Me cuesta abrir la puerta de mi casa. Siempre me quejo y digo que le tengo que poner lubricante, pero rápidamente lo olvido cuando ingreso al pasillo y la luz clara que entra por la ventana me llena de calma. Una calma mezclada con tristeza, ese sentimiento pesado que nos atraviesa a los abandonados cuando arribamos al lugar que guarda los hirientes recuerdos, a la vez que nos ofrece un refugio donde recordar.
Al entrar, veo su rostro en una foto que tengo sobre el recibidor. Al lado reposan las facturas que olvidé pagar junto a sus llaves. Las está empezando a cubrir una fina capa de polvo. Camino, agotado, hasta el final del corredor. Estoy harto de extrañarla. Me pesan los ojos de llorarla, mis noches son un río de lágrimas sobre las cartas de amor que alguna vez me escribió. Y mis mañanas, mis adoradas mañanas de música indie y café recién filtrado, se esfumaron con ella. Eran mi parte favorita del día.

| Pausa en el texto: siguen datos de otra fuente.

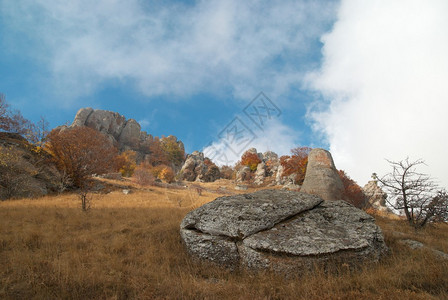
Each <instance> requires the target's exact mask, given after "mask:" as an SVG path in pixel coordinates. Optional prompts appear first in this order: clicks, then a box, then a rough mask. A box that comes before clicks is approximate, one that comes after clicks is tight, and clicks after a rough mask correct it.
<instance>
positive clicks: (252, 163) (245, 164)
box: [240, 151, 261, 172]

Desde que me abandonó, no he vuelto a probar gota de café alguno. Lo extraño. Quizás me haría bien tomarme una buena jarra. Cuando termina el pasillo, la puerta verde da lugar a la cocina. Pienso en prepararme una taza. Debe haber quedado algo del que ella usaba. Atravieso el umbral y se me cierra el pecho.
Poso una mano sobre él y con la otra me sostengo. Puedo caerme en cualquier momento. Escucho las pulsaciones de mi corazón acelerado zumbando en mis oídos. Siento cómo se desvanece el color de mi piel cuando la veo, sentada en su silla. Tan campante. Tan fresca. Mi cuerpo intenta desmayarse, pero corro a su encuentro. Caigo a sus pies. Dirige su mentón al techo mientras grita una carcajada explosiva. Sonrío. Se me entumecen los músculos faciales de sonreír. Hace tanto que no sonreía. Cómo extrañaba esa risa. Beso sus pies descalzos. Reptando por sus piernas, me levanto.
Cuando logro levantar la cabeza, ya no está. Se fue, de nuevo. Y me dejó solo, con una taza de porcelana blanca decorada con su labial rojo, a medio tomar. Un café frío sobre la mesa de fórmica marrón del que era nuestro hogar.